The solution kind of had a rough start and was a little buggy. But it got better over time. The Alloy Operator also entered the game because why not.
ℹ️ They choose to use their own configuration language for alloy. Something that looks like HCL. I can understand why thy didn’t want to use YAML but I’m still not a fan of this. Not everything needs their own DSL.
Happy End, right? - Not quite
The all-in-one solution does not support everything. While Grafana built their own monitoring empire, the kube-prometheus community consistently and naturally developed. The Prometheus Operator with ServiceMonitor and PodMonitor CRDs became the defacto standards. So Alloy also supports the monitoring.coreos.com api-group CRDs, at least some parts of it. It natively works with ServiceMonitor and PodMonitor, but PrometheusRules needs extra configuration. The AlertmanagerConfig which would need to be implemented in Mimir is not supported. Because Mimir brings its own Alertmanager - at least sort of. There are version differences and small incompatibilities.
But I got it all working; now I can finally stop explaining to my boss why we need to re-structure the monitoring stack every year.
Grafana just released Mimir 3.0. They re-architected the ingestion logic for scalability, and now they use a message broker. Yes, Mimir in version 3.0 needs Apache Kafka to work.
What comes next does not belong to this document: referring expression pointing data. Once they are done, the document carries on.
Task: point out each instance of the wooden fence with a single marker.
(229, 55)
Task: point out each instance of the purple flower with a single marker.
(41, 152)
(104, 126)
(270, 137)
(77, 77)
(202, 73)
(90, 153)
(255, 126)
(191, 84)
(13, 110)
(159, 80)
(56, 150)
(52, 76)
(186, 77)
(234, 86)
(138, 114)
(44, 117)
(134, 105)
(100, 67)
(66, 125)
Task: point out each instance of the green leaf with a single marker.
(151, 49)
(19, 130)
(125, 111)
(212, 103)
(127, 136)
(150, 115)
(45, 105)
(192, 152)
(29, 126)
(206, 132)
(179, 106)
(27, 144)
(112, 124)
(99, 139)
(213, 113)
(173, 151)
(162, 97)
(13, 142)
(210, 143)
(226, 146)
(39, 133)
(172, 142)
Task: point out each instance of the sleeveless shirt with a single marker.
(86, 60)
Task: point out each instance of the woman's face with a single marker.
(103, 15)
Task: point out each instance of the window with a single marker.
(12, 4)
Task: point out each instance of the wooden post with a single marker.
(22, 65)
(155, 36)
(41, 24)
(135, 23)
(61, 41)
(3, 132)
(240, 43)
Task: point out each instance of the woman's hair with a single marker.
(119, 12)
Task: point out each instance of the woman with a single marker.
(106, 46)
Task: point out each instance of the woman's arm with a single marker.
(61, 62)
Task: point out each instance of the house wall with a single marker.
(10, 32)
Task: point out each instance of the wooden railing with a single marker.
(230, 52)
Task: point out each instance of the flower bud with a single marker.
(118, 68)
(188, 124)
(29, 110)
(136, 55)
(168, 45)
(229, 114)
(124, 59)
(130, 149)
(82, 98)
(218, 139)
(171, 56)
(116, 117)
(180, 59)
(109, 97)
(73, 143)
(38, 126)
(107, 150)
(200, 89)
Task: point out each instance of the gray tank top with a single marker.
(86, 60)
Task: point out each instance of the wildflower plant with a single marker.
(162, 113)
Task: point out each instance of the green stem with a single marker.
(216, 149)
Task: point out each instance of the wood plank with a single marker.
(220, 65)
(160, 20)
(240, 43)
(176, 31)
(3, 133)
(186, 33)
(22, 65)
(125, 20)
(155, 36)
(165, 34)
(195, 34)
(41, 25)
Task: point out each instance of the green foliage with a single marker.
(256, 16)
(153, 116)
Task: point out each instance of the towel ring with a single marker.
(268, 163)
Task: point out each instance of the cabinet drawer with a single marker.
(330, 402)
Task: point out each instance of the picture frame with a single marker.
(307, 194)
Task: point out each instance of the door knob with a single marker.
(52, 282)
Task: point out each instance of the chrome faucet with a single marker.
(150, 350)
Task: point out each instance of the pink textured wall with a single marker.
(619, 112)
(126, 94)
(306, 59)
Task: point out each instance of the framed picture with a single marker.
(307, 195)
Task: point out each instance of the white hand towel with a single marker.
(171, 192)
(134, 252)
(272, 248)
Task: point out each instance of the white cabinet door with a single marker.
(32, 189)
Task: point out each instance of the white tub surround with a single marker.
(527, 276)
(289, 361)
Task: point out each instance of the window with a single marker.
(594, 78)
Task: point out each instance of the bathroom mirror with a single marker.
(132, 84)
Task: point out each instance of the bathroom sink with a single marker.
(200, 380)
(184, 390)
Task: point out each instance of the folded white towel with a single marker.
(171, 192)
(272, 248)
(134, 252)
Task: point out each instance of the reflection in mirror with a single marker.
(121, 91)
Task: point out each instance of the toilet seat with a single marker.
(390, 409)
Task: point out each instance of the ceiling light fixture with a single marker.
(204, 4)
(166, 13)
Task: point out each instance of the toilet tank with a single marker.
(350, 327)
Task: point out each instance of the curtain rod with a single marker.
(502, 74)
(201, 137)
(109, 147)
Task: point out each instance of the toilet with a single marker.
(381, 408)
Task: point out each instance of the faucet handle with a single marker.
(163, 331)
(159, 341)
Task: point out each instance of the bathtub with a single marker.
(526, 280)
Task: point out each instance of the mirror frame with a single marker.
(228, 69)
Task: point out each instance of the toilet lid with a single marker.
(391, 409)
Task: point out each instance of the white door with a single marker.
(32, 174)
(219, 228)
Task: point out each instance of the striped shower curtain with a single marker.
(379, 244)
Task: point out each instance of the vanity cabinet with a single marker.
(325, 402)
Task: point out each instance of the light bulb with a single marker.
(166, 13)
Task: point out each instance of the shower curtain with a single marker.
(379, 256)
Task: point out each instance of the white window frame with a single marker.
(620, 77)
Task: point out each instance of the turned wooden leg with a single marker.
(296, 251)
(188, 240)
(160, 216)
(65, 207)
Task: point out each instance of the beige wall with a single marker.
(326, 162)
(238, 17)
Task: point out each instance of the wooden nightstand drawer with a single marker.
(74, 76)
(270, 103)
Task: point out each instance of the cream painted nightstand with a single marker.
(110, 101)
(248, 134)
None of the above things alone would be a reason to ditch Grafana products. Set aside the fact that they made it incredibly difficult now to find the ingestion endpoints for Grafana Cloud since they want to push users to use their new fleet-config management service. But all this together makes me uncomfortable recommending Grafana stuff.
I just don’t know what will change next.
I want stability for my monitoring; I want it boring, and that’s something Grafana is not offering. It seems like the pace within Grafana is way too fast for many companies, and I know for a fact that that pace is partially driven by career-driven development. There are some smart people at Grafana but not every customer is smart nor has the capacity to make Grafana their priority number one. Complexity kills - we’ve seen this.
ℹ️ Don’t get me wrong. Mimir, Loki and Grafana are technically really good software products and I (mostly) still like them but it’s the way these products are managed which makes me question them.
Sometimes I wonder how I would see this if I had chosen the ELK stack at my first job. I also wonder if the OpenShift approach (kube-prometheus-stack) with Thanos for long-term storage is the most time-stable solution. I just hope OTEL settles, gets stable and boring fast, and just lets me pick whatever I want for my backend. Because right now I’m done with monitoring. I just want to support our application and do not want to revisit the monitoring setup every x weeks, because monitoring is a necessity—not the product. At least for most companies.